Policy Diversity for Cooperative Agents
This addresses the need for domain experts to have multiple cooperation strategies in multi-agent systems, though it appears incremental as it builds on existing diversity concepts.
The paper tackles the problem of generating diverse cooperative policies in multi-agent reinforcement learning, proposing Moment-Matching Policy Diversity to produce varying team policies, with effectiveness demonstrated on a team-based shooter.

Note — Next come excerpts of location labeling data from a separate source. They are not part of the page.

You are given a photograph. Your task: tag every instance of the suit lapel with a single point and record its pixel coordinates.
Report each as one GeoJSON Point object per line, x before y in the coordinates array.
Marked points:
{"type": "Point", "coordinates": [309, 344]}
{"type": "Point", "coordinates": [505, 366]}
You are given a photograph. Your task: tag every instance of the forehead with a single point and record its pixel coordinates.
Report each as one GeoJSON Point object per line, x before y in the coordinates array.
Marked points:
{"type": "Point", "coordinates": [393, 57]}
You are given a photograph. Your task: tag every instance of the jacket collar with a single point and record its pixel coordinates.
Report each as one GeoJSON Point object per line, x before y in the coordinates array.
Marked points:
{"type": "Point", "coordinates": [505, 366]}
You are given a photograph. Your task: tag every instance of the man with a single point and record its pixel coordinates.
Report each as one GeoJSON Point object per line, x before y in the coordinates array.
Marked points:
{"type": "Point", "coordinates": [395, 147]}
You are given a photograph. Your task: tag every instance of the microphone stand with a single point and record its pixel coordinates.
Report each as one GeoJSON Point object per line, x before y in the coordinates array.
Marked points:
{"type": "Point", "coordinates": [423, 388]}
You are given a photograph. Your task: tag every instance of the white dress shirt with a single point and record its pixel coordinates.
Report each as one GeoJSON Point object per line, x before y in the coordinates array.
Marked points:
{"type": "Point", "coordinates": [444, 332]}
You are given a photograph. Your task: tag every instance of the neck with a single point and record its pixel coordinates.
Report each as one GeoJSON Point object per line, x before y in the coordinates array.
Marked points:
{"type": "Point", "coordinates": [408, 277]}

Standard cooperative multi-agent reinforcement learning (MARL) methods aim to find the optimal team cooperative policy to complete a task. However there may exist multiple different ways of cooperating, which usually are very needed by domain experts. Therefore, identifying a set of significantly different policies can alleviate the task complexity for them. Unfortunately, there is a general lack of effective policy diversity approaches specifically designed for the multi-agent domain. In this work, we propose a method called Moment-Matching Policy Diversity to alleviate this problem. This method can generate different team policies to varying degrees by formalizing the difference between team policies as the difference in actions of selected agents in different policies. Theoretically, we show that our method is a simple way to implement a constrained optimization problem that regularizes the difference between two trajectory distributions by using the maximum mean discrepancy. The effectiveness of our approach is demonstrated on a challenging team-based shooter.